Brewer stated, “I know that a flourishing economy and a successful business climate rely on low taxes, lean regulations, a strong workforce and a government that gets out of the way of the free enterprise system so that they can do what they do best: create jobs.”
Brewer is a tireless spirit. To say that she is involved in her community is an understatement. Even out of office, Brewer can be found helping Arizona organizations and can be heard promoting community involvement.
“This great nation, our wonderful state and our local communities need leaders to step up to make more of a difference. Support your local food banks. Volunteer your time. Become a foster parent. Start that business you’ve always dreamed about. Run for the school board or run for the state Legislature,” she said. “This is a good month to start, too.

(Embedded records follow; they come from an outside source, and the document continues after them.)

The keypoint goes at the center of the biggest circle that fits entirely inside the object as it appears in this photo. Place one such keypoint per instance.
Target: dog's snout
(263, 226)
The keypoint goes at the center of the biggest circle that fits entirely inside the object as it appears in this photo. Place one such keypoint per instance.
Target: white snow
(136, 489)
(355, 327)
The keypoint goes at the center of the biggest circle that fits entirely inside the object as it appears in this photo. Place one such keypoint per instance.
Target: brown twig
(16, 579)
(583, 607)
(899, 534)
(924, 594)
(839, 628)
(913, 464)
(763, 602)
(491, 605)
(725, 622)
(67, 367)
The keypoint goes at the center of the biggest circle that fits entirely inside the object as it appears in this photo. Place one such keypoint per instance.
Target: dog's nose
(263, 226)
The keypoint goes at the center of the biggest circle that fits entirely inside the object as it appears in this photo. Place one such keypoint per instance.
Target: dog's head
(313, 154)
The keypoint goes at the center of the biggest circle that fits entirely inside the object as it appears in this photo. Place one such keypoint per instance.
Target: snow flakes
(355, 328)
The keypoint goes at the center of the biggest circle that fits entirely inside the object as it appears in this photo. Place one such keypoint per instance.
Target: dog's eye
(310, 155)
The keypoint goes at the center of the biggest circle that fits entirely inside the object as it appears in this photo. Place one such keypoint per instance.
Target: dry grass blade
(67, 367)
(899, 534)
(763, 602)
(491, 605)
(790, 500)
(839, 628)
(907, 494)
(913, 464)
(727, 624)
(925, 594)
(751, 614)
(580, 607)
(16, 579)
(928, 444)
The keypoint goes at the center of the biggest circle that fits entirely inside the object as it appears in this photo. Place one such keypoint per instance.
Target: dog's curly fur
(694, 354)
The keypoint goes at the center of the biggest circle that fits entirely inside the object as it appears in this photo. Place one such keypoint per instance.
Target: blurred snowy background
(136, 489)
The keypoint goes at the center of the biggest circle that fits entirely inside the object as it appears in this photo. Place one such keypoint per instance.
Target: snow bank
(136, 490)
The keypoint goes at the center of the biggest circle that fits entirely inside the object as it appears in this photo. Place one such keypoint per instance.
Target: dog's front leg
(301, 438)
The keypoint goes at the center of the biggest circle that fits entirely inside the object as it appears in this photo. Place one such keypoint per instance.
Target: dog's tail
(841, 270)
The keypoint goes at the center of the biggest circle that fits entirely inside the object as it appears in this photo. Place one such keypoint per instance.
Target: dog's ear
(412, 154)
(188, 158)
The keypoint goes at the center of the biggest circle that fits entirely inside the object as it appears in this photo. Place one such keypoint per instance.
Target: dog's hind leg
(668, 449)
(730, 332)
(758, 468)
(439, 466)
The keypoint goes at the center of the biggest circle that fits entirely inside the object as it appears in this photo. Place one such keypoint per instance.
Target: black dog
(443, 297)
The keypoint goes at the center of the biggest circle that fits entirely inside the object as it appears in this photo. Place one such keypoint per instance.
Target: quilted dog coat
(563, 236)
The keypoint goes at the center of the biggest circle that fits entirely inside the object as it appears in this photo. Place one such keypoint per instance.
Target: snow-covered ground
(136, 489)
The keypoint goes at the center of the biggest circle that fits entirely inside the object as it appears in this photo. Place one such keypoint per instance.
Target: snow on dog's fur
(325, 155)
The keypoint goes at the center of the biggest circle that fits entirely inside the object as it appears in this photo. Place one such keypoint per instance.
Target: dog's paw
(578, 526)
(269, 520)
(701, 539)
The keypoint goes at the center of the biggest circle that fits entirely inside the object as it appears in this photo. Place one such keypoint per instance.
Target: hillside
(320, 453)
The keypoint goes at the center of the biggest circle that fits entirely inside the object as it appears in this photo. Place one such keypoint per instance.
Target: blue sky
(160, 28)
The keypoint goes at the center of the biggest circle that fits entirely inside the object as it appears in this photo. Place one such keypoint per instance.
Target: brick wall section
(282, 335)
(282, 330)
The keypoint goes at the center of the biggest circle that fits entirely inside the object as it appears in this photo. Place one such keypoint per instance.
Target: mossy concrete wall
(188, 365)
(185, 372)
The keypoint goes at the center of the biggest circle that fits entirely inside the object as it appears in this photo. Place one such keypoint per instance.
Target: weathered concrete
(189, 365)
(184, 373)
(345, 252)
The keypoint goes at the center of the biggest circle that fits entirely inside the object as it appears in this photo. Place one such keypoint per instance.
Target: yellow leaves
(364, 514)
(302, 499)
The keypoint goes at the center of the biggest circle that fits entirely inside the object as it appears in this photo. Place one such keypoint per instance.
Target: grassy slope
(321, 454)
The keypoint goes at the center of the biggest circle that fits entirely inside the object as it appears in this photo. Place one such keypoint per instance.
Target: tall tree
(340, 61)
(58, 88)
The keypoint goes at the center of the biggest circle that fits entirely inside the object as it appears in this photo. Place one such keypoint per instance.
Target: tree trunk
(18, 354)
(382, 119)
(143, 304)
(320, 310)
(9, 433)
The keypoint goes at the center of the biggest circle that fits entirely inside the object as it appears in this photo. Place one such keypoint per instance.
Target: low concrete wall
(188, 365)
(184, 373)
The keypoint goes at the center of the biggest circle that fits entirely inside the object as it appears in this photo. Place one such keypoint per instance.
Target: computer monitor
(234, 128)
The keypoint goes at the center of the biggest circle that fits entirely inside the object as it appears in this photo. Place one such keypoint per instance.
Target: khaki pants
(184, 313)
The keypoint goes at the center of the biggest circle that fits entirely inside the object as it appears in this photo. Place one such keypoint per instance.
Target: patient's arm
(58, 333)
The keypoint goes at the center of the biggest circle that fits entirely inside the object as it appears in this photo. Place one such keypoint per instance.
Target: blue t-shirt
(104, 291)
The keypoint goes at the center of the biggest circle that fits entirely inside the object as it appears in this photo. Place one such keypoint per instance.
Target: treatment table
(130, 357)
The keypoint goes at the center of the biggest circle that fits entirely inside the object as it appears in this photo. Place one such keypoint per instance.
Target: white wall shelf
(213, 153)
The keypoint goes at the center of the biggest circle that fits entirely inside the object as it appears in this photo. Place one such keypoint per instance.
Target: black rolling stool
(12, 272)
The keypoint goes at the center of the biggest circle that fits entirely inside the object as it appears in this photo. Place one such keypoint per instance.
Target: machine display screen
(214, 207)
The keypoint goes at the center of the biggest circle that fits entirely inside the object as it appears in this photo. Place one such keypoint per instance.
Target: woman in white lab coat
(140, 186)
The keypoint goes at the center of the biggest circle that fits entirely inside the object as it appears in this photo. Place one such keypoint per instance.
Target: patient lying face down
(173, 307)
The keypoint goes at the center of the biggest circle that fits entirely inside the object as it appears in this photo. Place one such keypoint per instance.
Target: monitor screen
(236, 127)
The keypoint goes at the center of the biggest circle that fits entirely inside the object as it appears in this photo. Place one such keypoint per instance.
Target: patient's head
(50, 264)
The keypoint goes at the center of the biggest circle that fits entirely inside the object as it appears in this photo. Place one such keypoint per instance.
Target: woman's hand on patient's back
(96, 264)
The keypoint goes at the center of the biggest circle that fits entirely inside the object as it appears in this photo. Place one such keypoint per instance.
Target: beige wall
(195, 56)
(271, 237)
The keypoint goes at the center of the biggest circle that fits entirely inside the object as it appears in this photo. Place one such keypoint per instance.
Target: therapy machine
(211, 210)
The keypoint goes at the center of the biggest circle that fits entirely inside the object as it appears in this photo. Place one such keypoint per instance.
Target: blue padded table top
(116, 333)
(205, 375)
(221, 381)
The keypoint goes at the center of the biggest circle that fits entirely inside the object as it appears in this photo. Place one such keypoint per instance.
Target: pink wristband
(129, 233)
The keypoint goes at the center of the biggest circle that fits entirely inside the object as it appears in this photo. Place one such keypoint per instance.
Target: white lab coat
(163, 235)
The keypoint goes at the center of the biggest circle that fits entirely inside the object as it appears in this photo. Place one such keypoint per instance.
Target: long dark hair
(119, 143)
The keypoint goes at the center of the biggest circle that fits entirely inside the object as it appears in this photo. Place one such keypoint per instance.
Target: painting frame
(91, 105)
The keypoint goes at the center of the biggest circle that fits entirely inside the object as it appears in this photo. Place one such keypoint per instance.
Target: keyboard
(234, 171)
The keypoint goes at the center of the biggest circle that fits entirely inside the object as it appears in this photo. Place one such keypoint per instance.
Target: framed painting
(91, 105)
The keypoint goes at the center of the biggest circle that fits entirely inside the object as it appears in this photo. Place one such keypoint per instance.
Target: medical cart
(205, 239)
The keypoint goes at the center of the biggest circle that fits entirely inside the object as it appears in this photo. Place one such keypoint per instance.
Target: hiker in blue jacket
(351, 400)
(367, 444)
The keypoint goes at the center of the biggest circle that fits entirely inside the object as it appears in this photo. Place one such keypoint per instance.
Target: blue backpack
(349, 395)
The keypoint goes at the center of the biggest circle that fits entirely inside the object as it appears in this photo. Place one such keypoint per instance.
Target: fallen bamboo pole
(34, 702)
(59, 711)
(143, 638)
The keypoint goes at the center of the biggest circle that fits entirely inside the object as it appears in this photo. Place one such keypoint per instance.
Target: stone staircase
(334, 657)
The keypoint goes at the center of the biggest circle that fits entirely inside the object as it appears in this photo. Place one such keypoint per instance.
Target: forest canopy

October 24 marks the annual Make a Difference Day.”
In closing, Brewer concluded, “Being elected governor of Arizona is truly one of the greatest honors of my life. It provided me an opportunity to do my part of making this state a better place for those here today and for future generations yet to come. None of this would have been possible if I didn’t respond to the voice inside of me telling me to do something about my children’s school. I responded to the call.”